WASHINGTON (Reuters) - U.S. Attorney General Alberto Gonzales, under congressional pressure to quit over the firing of nine U.S. prosecutors, vowed on Monday to stay and fix problems with the Justice Department.
In testimony prepared for a congressional hearing on Tuesday, Gonzales acknowledged the Justice Department has been shaken by accusations that partisan politics played a role in hiring practices and the administration of justice.
“There are two options available in light of these allegations,” Gonzales said. “I could walk away or I could devote my time, effort and energy to fix the problems.”
“Since I have never been one to quit, I decided that the best course of action was to remain here and fix the problems.”
Gonzales, who with the support of President George W. Bush has withstood bipartisan calls to resign, was certain to be hammered with questions at Tuesday’s hearing by Democrats and some fellow Republicans.

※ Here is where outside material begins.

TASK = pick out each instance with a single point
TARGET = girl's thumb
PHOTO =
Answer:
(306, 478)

Many questions are expected to deal with his firing last year of nine of the nation’s 93 U.S. attorneys. Gonzales contends the dismissals were justified but mishandled.

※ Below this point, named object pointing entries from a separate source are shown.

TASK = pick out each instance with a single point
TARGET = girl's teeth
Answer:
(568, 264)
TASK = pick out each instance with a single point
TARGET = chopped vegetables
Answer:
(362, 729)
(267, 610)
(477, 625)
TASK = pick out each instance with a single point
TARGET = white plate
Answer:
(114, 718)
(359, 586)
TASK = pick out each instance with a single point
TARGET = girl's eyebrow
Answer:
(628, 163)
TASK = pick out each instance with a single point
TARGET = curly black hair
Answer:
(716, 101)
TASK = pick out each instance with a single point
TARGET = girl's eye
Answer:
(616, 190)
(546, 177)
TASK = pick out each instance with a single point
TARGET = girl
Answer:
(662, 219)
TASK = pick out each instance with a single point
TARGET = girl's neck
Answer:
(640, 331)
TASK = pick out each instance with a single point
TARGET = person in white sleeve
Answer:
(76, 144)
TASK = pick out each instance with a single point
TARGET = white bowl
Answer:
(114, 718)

Others are likely to challenge Bush’s warrantless domestic spying program and inquire about an ongoing Justice Department probe into an admission by a former Gonzales aide that she considered the politics of career personnel when hiring them.
“There are probably only two people on Earth who think the attorney general ought to stay: Alberto Gonzales and President Bush,” Sen. Charles Schumer, a New York Democrat, said in response to Gonzales’ prepared testimony.
“As long as he’s in charge, the Justice Department, the rule of law and America will suffer.”